The finding of the commissioner recites the evidential statement by the plaintiff of her husband's explanation of the cause of the cut on his head. It makes no attempt to determine whether the blow on the head was inflicted by a fellow employee as the decedent first stated or was in fact a bump which he sustained while at work. A finding should state the facts found and should not contain excerpts from evidence and purely evidential facts. Hartz v. Hartford Faience Co., 90 Conn. 539, 540, 97 A. 1020; Meadow v. Winchester Repeating Arms Co., 134 Conn. 269, 273, 57 A.2d 138.

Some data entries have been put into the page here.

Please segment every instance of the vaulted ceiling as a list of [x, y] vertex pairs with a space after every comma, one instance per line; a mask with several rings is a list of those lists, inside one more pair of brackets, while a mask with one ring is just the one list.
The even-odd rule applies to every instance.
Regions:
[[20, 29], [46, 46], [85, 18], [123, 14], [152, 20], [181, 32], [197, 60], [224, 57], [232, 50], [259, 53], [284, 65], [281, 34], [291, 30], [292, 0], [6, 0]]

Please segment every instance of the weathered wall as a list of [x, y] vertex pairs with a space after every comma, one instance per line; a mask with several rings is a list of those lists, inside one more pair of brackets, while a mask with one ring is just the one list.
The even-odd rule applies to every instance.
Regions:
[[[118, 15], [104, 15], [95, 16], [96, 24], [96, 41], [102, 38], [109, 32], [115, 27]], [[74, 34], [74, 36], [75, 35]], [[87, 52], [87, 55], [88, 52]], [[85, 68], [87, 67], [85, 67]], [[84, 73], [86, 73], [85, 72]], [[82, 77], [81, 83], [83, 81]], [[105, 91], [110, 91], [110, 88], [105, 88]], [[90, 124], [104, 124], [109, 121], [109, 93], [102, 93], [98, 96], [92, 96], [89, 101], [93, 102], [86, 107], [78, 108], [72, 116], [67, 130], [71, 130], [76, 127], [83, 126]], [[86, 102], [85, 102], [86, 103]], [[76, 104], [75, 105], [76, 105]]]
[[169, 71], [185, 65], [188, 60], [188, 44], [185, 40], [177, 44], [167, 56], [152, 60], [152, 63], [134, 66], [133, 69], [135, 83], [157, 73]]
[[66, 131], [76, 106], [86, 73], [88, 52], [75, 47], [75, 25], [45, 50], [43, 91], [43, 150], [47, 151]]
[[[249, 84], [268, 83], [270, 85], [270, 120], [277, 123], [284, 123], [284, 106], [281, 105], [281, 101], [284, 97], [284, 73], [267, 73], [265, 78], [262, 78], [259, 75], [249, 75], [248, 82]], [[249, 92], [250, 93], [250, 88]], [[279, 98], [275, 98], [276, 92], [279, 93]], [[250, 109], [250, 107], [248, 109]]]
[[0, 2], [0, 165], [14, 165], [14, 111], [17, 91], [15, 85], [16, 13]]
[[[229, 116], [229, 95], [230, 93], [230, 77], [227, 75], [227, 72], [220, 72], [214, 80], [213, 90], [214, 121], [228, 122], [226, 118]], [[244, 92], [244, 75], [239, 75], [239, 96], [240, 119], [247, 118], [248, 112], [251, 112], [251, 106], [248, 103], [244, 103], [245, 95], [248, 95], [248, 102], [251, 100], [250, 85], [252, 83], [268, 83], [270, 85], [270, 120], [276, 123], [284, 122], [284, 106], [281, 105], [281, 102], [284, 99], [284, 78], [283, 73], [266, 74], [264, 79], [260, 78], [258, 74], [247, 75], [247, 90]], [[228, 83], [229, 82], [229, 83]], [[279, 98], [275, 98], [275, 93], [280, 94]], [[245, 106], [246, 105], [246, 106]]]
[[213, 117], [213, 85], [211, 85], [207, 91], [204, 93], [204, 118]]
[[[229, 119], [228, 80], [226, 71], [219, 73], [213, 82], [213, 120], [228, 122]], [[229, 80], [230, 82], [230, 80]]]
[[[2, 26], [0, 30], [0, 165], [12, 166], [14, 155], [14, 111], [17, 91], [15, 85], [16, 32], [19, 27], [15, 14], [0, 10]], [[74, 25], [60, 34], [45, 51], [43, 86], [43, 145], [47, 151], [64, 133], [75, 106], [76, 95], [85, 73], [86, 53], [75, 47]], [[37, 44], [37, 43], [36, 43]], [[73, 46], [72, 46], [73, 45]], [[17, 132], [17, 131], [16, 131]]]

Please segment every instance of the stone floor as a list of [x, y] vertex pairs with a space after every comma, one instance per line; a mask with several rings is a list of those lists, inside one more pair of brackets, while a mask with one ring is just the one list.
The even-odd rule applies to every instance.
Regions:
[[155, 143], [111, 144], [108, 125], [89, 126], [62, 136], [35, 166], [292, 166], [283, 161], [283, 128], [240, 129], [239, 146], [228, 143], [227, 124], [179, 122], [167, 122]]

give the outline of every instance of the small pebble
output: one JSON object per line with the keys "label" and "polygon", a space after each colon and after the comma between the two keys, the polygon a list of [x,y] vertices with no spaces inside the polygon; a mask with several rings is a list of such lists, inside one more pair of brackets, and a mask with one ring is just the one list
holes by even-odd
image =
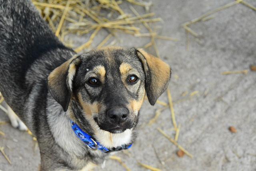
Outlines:
{"label": "small pebble", "polygon": [[184,153],[184,151],[181,150],[179,150],[177,152],[177,155],[179,157],[182,157],[184,154],[185,153]]}
{"label": "small pebble", "polygon": [[231,126],[229,127],[229,129],[230,131],[232,133],[236,133],[236,132],[237,132],[236,128],[233,126]]}

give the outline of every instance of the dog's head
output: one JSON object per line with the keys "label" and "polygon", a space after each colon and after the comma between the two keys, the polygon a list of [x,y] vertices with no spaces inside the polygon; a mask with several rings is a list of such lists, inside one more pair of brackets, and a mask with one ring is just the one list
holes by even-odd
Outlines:
{"label": "dog's head", "polygon": [[48,86],[64,111],[74,101],[92,127],[119,133],[136,126],[146,93],[154,105],[170,74],[167,64],[142,50],[108,47],[64,63],[50,74]]}

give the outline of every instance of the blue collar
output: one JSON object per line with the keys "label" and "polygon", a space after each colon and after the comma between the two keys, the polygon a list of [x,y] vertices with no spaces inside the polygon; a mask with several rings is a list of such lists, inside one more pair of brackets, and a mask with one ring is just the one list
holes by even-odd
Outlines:
{"label": "blue collar", "polygon": [[124,144],[121,146],[108,149],[100,144],[99,142],[94,140],[91,135],[84,132],[74,121],[70,120],[70,122],[72,129],[76,136],[86,144],[88,148],[92,150],[96,150],[98,149],[103,153],[109,153],[128,149],[132,145],[132,143],[131,143],[128,145]]}

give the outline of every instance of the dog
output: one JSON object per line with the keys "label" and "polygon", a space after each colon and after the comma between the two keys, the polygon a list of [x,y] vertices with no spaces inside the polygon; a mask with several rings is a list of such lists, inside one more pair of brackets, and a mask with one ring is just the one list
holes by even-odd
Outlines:
{"label": "dog", "polygon": [[42,171],[88,170],[130,148],[146,94],[154,105],[170,76],[140,49],[78,55],[30,1],[0,0],[0,91],[12,125],[36,136]]}

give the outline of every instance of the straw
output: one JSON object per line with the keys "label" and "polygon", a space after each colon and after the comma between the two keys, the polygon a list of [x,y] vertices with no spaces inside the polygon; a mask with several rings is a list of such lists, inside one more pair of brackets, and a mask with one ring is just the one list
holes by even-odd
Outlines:
{"label": "straw", "polygon": [[180,149],[183,151],[186,154],[188,155],[191,158],[193,158],[193,155],[192,155],[192,154],[190,153],[187,151],[184,148],[179,145],[179,144],[178,144],[178,143],[176,142],[174,139],[172,139],[172,138],[168,136],[167,134],[166,134],[166,133],[165,133],[164,131],[161,129],[159,128],[158,128],[157,130],[159,131],[159,132],[160,132],[160,133],[162,133],[164,137],[165,137],[166,138],[168,139],[169,141],[171,141],[171,143],[172,143],[174,145],[176,145]]}
{"label": "straw", "polygon": [[172,114],[172,123],[173,126],[174,127],[175,130],[177,129],[177,124],[176,123],[176,120],[175,119],[175,115],[174,114],[174,111],[173,109],[173,105],[172,104],[172,95],[171,95],[171,91],[169,88],[167,89],[167,95],[168,96],[168,99],[169,100],[169,105],[170,109],[171,110]]}
{"label": "straw", "polygon": [[64,12],[63,12],[62,16],[61,17],[61,18],[60,19],[60,22],[59,25],[58,26],[58,28],[57,28],[57,30],[55,32],[55,36],[59,36],[60,32],[60,29],[61,29],[61,27],[62,27],[63,22],[64,22],[65,17],[67,13],[68,12],[68,6],[69,6],[69,4],[70,4],[70,2],[71,0],[68,0],[68,2],[67,2],[67,4],[66,5],[66,7],[65,7],[65,9],[64,9]]}
{"label": "straw", "polygon": [[5,158],[5,159],[6,159],[7,161],[10,163],[10,165],[12,165],[12,162],[9,159],[9,157],[7,156],[7,155],[5,154],[4,151],[4,148],[3,147],[0,147],[0,151],[2,153],[2,154]]}

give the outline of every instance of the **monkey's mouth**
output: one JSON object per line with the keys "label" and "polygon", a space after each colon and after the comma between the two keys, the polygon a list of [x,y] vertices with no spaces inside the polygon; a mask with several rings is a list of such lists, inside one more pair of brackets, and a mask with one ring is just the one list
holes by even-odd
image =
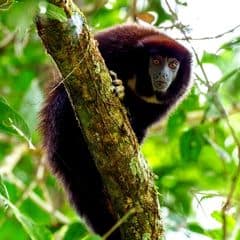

The burden of proving that the injury to her decedent not only occurred in the course of his employment but also arose out of, that is, was caused by, *508 that employment was upon the plaintiff. Triano v. United States Rubber Co., 144 Conn. 393, 396, 132 A.2d 570. In deciding whether that burden was met, the commissioner, as the trier of the facts, was entitled to draw inferences from other facts which were proven. Having drawn an inference, he should have set it out as a fact in his finding. The finding fails to indicate that the commissioner relied upon inference, and it does not purport to show the facts, rather than the evidence, from which an inference could be drawn. While an award must stand unless it results from an incorrect application of the law to the subordinate facts or from an inference illegally or unreasonably drawn from them; Mathurin v. Putnam, 136 Conn. 361, 366, 71 A.2d 599; there must be subordinate facts from which the conclusion that there is a causal connection between the employment and the injury can be drawn. DiLauro v. Bassetti, 133 Conn. 642, 644, 53 A.2d 512. The right of a claimant to compensation must be based upon more than speculation and conjecture. Dumeer v. Middletown Gas Light Co., 104 Conn. 535, 538, 133 A. 580. The finding in this case, liberally construed, fails to establish with any degree of reasonable probability that the injury occurred during the course of the employment or that it arose out of the employment. From the record, it does not appear reasonable to believe that a remand to the commissioner for further proceedings would be of any benefit to the claimant. Glodenis v. American Brass Co., 118 Conn. 29, 34, 170 A. 146.

There is error, the judgment is set aside and the case is remanded to the Superior Court with direction to sustain the appeal.

In this opinion the other judges concurred.